Médiateur de la République, Jean-Paul Delevoye, en 2010, alertait les dirigeants sur « l’usure psychique » des Français. Son expression fit flores. Depuis lors, la pandémie a renforcé ce sentiment de fragilité individuelle et collective et révélé une société morcelée, déboussolée et profondément en colère. Pourtant, il nous faut continuer à dire, expliquer, partager ces faits que l’on a trop longtemps voulu étouffer : l’épuisement des ressources naturelles, l’appauvrissement des sols, la montée des eaux, le défi climatique ... Comment ne pas craindre de ressembler à un oiseau de mauvais augure, à Philippulus, le prophète fou de l’Étoile mystérieuse « La fin des temps est venue ! » (NDA pour les tintinophiles avertis) et nourrir, ainsi, la dépression généralisée. Pas une marque, pas une organisation, ne peut valoriser ses efforts, ses engagements sans décrire les enjeux auxquels ils répondent.
Transformons le monde joyeusement
Spinoza, le philosophe du 17e, fut souvent considéré comme le philosophe de la Joie. Il défendait que la volonté et la raison sont impuissantes pour nous aider à changer. L’être humain étant, pour lui, un être de désir, il professait que seul le désir pouvait le faire progresser. Il sous-entendait qu’on ne peut quitter la tristesse, la peur, la dépression (ou une addiction) que grâce à un « élan positif » (la joie ou l’amour). Il parlait de « joie véritable », celle qui se révèle en nous quand on se sent connecté à notre nature profonde. Mais que faire de Spinoza ? Une fois qu’on a dit cela (et fait le malin !), est-on plus avancé ?
Nous savons que la peur tétanise et empêche l’action. Sans solutions ajoutées, sans action proposée, les messages anxiogènes ne marchent pas. Ils provoquent le déni et nourrissent souvent des délires complotistes. « Le climat a toujours changé », « c’est très exagéré », « on essaie de nous manipuler »... On sait bien qu’on ne crée pas l’adhésion, le mouvement, sans dessiner un grand but, un objectif heureux, un avenir désirable.
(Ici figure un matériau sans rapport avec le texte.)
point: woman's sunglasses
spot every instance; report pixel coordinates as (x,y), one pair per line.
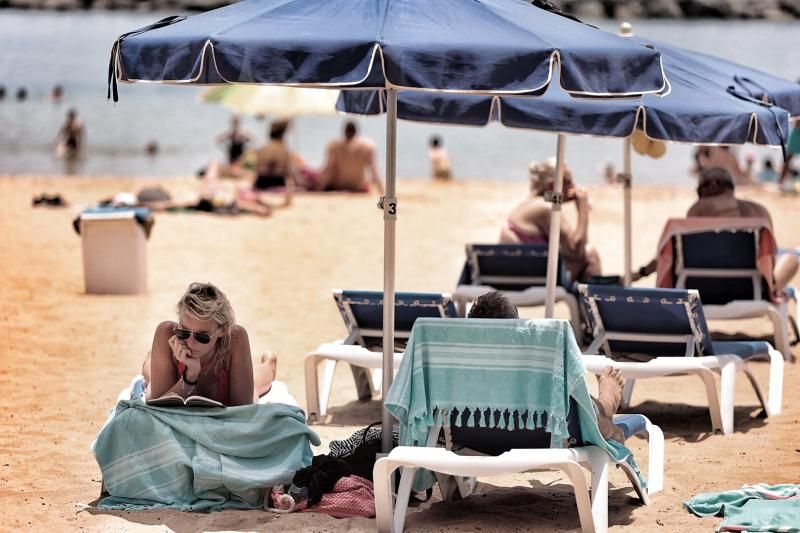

Alors peut-on encore, dans nos communications, nos créations, être positif, joyeux ? Une marque, une organisation, peut-elle faire fi de ce climat ambiant et rester dans sa bulle un peu hors sol ? N’est-ce pas risquer d’être taxée d’inconscience (au mieux) ou d’égoïsme (au pire) ?
Et pourtant, n’avons-nous pas – aussi – le devoir de participer à une vision optimiste du monde, de la vie? Sans forfanterie, sans déni, juste par conviction que la société a besoin de respirations, de plaisirs et de légèreté. La crête est étroite. Je n’ai pas de réponses mais je m’interroge sans cesse. Devons-nous choisir entre l’optimisme SEUL qui minimise le risque historique de notre époque parce « qu’on s’en est toujours sortis » ? et le pessimisme SEUL qui oublie que les sociétés humaines ont souvent su s’adapter rapidement radicalement pour survivre ? La lucidité veut qu’on voie les deux. Rester lucide nécessite de ne pas choisir entre pessimisme noir et optimisme béat. Apprenons à parler ET de ce qui fâche ET de ce qui redonne espoir. Joyeusement !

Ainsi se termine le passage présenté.